Onderwerp: Bezoek-historie

RSJ 08/2853/GV, 24 november 2008, beroep
Uitspraakdatum:24-11-2008

Dit onderwerp bevat de volgende rubrieken.

Uitspraak

nummer: 08/2853/GV

betreft: [klager] datum: 24 november 2008

De beroepscommissie als bedoeld in artikel 73, eerste lid, van de Penitentiaire beginselenwet (Pbw) heeft kennisgenomen van een bij het secretariaat van de Raad ingekomen beroepschrift van

[...], verder te noemen klager,

gericht tegen een op 3 november 2008 genomen beslissing van de Staatssecretaris van Justitie (de Staatssecretaris),

alsmede van de onderliggende stukken.

De beroepscommissie heeft de Staatssecretaris in de gelegenheid gesteld schriftelijk te reageren op het beroep en klager om het beroep schriftelijk toe te lichten.

Op grond van haar onderzoek overweegt en beslist de beroepscommissie als volgt.

1. De inhoud van de bestreden beslissing
De Staatssecretaris heeft klagers verzoek tot het tijdelijk verlaten van de inrichting in het kader van strafonderbreking afgewezen.

2. De standpunten
Klager heeft het beroep als volgt toegelicht. Hij wordt verkeerd begrepen. Klager heeft gevraagd om met de bevalling thuis te mogen zijn. Hij heeft met zijn vriendin een gezamenlijke rekening. Zijn vriendin heeft schriftelijk bevestigd dat ze zijn
vriendin is, dat ze zwanger van hem is en zeer sterk verlangt dat klager aanwezig is bij de geboorte van hun kindje.

Namens de Staatssecretaris is de bestreden beslissing als volgt toegelicht.
Het verzoek is afgewezen omdat er op geen enkele wijze is aangetoond dat er sprake is van een duurzame relatie.
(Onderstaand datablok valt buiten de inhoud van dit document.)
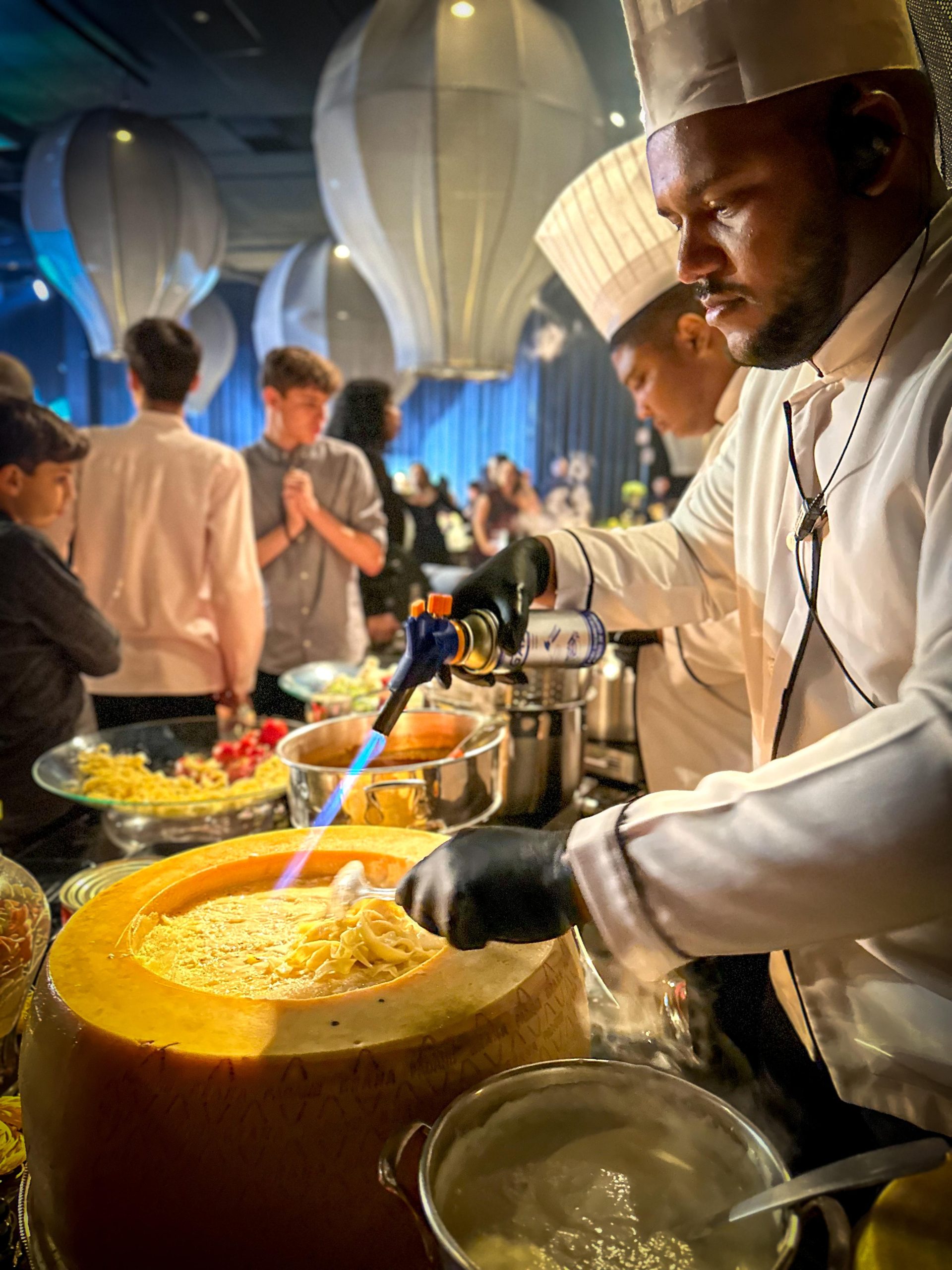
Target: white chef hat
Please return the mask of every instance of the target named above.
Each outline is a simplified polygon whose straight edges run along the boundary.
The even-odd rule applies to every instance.
[[[647,136],[863,71],[918,67],[905,0],[622,0]]]
[[[536,231],[605,339],[678,281],[678,231],[658,215],[645,145],[638,137],[602,155]]]

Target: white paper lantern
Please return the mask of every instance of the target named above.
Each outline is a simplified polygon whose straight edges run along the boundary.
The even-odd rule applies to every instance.
[[[509,373],[551,273],[538,222],[603,149],[566,24],[536,0],[378,0],[327,61],[315,149],[329,220],[380,300],[397,367]]]
[[[192,142],[118,109],[75,116],[34,142],[23,220],[94,356],[114,361],[140,318],[182,318],[208,295],[227,237],[215,177]]]
[[[198,387],[185,398],[185,410],[189,414],[202,414],[235,364],[237,326],[231,309],[215,292],[192,310],[185,318],[185,325],[202,345]]]
[[[268,273],[251,324],[258,361],[272,348],[301,344],[340,368],[345,380],[386,380],[399,399],[415,380],[393,364],[393,342],[373,292],[331,239],[298,243]]]

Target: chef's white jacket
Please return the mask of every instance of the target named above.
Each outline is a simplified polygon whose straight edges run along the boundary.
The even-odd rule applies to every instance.
[[[718,425],[701,438],[702,471],[727,439],[746,375],[735,371],[717,403]],[[649,790],[693,790],[725,768],[749,772],[750,706],[736,611],[668,627],[660,644],[638,649],[635,710]]]
[[[767,762],[807,607],[791,550],[801,500],[834,471],[922,239],[811,362],[753,371],[717,460],[674,517],[553,533],[560,607],[609,627],[737,610],[750,773],[651,794],[580,823],[579,885],[642,977],[692,956],[790,949],[778,994],[842,1097],[952,1132],[952,204],[889,340],[829,489],[819,616],[781,758]],[[583,547],[579,545],[581,542]],[[807,575],[811,544],[800,549]],[[786,757],[783,757],[786,756]],[[800,1010],[806,1008],[807,1021]]]

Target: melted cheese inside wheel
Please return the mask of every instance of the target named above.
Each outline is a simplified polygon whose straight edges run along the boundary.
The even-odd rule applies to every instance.
[[[133,945],[147,970],[185,988],[283,999],[390,983],[444,947],[388,900],[334,911],[326,885],[216,895],[152,914]]]

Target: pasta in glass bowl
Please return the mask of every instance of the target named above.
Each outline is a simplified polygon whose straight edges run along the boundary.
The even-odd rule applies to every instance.
[[[298,724],[275,720],[283,735]],[[267,724],[264,737],[270,734]],[[222,842],[274,827],[287,768],[270,744],[227,742],[213,757],[213,718],[131,724],[74,737],[33,765],[33,780],[51,794],[96,808],[124,855]],[[220,751],[221,753],[221,751]]]

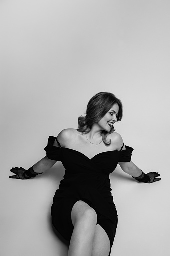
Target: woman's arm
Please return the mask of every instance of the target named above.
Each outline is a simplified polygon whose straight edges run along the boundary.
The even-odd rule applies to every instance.
[[[133,178],[139,182],[151,183],[161,179],[161,178],[156,178],[160,176],[160,175],[158,173],[150,172],[145,174],[132,161],[119,162],[119,164],[124,172],[131,175]]]
[[[132,176],[137,177],[142,173],[142,171],[132,161],[119,162],[119,164],[124,172]]]
[[[46,156],[34,164],[33,169],[36,173],[42,173],[45,170],[50,169],[56,162],[57,161],[51,160]]]
[[[47,156],[45,156],[27,170],[22,167],[12,168],[10,170],[15,174],[15,175],[11,175],[9,178],[25,180],[35,177],[37,175],[51,168],[56,161],[49,159]]]

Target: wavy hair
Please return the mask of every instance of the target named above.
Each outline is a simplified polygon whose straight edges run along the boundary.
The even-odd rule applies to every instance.
[[[93,96],[89,101],[85,116],[81,116],[78,118],[78,131],[87,133],[90,132],[92,125],[98,122],[109,111],[112,106],[117,103],[119,106],[117,121],[121,121],[123,116],[123,106],[121,100],[116,97],[114,94],[107,92],[100,92]],[[107,136],[113,132],[115,129],[111,127],[110,132],[102,131],[102,136],[103,142],[110,145],[111,140],[106,140]]]

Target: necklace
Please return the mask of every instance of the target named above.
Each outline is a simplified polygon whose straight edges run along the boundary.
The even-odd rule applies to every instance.
[[[86,134],[86,139],[87,139],[87,140],[88,141],[88,142],[90,142],[90,143],[91,143],[91,144],[93,144],[93,145],[96,145],[96,146],[97,146],[97,145],[99,145],[99,144],[100,144],[100,143],[101,143],[103,141],[103,140],[102,140],[101,141],[101,142],[100,142],[99,143],[92,143],[92,142],[90,142],[90,141],[89,141],[89,140],[88,139],[87,137],[87,135],[86,135],[86,133],[85,133],[85,134]]]

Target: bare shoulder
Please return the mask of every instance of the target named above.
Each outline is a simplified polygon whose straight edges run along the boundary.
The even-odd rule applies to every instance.
[[[73,138],[75,137],[77,133],[76,129],[64,129],[58,135],[57,140],[62,147],[65,147],[68,143],[73,139]]]
[[[114,147],[116,145],[117,150],[120,150],[123,145],[123,140],[120,134],[117,132],[113,132],[109,134],[109,135],[111,139],[111,144],[114,145]]]

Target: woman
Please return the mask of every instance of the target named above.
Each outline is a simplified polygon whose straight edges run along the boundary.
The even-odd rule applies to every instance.
[[[65,174],[53,198],[53,226],[70,241],[68,256],[110,255],[117,225],[109,174],[119,163],[139,182],[161,179],[157,172],[144,174],[131,161],[133,148],[124,145],[114,124],[122,117],[121,101],[100,92],[89,101],[78,129],[66,129],[50,136],[46,156],[28,170],[12,168],[10,178],[29,179],[61,161]]]

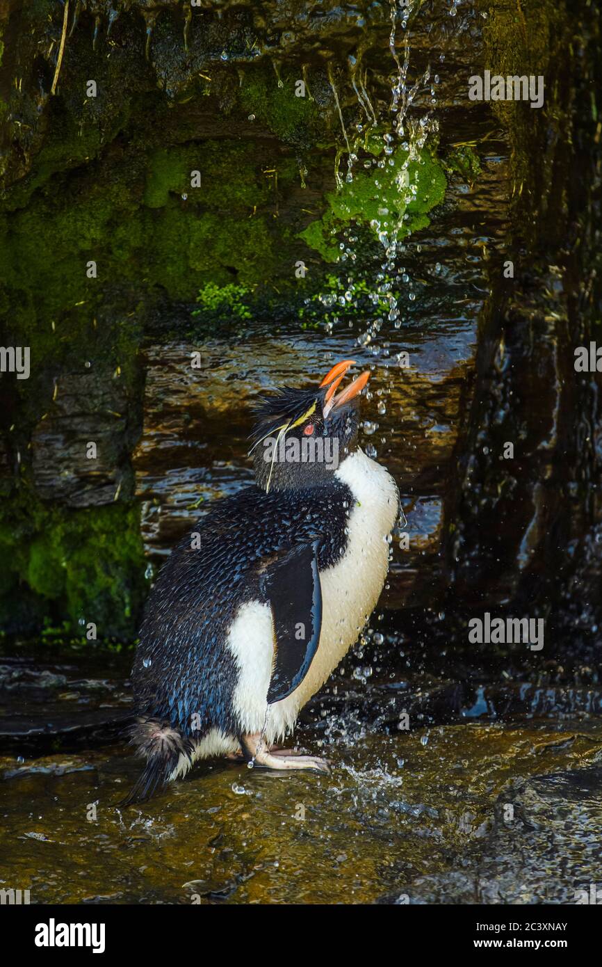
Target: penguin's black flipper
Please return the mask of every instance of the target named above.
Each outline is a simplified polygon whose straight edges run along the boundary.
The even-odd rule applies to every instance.
[[[272,604],[275,656],[268,703],[286,698],[302,682],[316,654],[322,628],[318,542],[294,547],[268,565],[264,591]]]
Het feit dat beide beschikken over een gezamenlijke rekening is aangevoerd ter onderbouwing dat zij een relatie hebben. Op geen enkele wijze
is aangetoond dat beide voor de detentie van klager langdurig hebben samengewoond op een en hetzelfde adres. Daarnaast is uit de brief van de vriendin vast komen staan dat klager om moverende redenen het kind niet mag erkennen. Daarmee is niet
aangetoond dat hij de vader is van het ongeboren kind. Om toch bij de bevalling aanwezig te kunnen zijn kan klager in overleg met de directeur van de inrichting zijn regimair verlof hiervoor reserveren. Dan kan hij op of rond de geplande datum als de
bevalling zich aankondigt toch verlof genieten om zodoende bij de bevalling aanwezig te zijn.
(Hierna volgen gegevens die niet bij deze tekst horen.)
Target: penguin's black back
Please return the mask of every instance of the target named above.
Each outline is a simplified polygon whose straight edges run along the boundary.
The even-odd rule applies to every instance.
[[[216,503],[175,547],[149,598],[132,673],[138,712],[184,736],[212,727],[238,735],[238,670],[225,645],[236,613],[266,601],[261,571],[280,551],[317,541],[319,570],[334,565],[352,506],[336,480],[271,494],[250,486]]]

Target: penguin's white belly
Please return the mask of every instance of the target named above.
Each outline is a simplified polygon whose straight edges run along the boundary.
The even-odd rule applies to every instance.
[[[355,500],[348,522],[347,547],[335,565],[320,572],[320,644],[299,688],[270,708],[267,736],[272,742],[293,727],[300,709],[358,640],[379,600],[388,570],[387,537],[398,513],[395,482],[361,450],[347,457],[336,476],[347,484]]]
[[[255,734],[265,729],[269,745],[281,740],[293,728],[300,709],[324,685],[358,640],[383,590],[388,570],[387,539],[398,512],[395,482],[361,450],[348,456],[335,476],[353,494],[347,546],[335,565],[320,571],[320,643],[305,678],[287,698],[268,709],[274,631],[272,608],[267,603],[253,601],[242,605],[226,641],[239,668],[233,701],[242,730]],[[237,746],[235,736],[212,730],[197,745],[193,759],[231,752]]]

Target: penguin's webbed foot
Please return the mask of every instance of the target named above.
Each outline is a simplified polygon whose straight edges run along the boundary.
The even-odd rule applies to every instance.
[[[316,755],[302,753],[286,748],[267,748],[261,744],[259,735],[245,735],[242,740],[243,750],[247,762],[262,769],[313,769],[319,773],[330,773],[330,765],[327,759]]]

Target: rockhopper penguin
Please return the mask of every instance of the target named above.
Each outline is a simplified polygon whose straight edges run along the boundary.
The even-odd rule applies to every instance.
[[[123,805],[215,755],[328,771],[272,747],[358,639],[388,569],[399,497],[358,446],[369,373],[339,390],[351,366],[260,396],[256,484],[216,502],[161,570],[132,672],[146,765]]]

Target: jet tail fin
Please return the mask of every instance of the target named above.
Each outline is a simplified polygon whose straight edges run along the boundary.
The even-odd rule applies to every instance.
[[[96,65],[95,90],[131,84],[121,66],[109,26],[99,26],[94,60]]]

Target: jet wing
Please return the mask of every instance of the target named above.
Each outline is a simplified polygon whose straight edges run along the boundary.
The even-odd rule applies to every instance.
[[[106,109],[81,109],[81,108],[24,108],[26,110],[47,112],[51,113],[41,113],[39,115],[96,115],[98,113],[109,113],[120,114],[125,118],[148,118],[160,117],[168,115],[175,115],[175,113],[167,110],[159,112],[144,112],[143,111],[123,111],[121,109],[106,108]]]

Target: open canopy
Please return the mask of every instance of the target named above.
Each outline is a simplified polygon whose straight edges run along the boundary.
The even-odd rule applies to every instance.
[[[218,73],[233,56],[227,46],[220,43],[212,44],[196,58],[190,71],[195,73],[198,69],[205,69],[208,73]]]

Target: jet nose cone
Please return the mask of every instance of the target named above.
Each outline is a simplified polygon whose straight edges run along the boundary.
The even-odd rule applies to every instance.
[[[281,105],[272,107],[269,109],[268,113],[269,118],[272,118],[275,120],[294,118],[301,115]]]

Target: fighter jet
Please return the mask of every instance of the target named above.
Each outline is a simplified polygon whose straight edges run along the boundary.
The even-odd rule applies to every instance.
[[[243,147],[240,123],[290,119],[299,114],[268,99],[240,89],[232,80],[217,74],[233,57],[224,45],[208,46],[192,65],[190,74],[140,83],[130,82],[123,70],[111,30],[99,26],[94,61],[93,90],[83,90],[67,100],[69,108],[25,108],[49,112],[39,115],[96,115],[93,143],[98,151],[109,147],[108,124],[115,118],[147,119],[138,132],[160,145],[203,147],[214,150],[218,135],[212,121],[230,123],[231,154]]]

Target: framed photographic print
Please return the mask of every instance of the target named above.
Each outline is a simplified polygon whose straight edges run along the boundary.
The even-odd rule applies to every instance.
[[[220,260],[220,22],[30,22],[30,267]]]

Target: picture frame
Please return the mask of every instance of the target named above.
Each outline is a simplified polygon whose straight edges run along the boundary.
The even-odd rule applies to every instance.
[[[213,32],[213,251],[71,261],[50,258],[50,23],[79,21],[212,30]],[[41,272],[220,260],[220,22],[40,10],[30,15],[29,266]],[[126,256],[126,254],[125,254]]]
De directeur van de PI Tilburg heeft positief geadviseerd ten aanzien van de verlofaanvraag.

3. De beoordeling
Klager ondergaat een gevangenisstraf van drie maanden met aftrek, wegens bedreiging met enig misdrijf tegen het leven gericht en poging tot (zware) mishandeling. De wettelijk vroegst mogelijke v.i.-datum valt op of omstreeks 22 december 2008.
Aansluitend dient hij eventueel een subsidiaire hechtenis van 30 dagen in verband met een schadevergoedingsmaatregel te ondergaan.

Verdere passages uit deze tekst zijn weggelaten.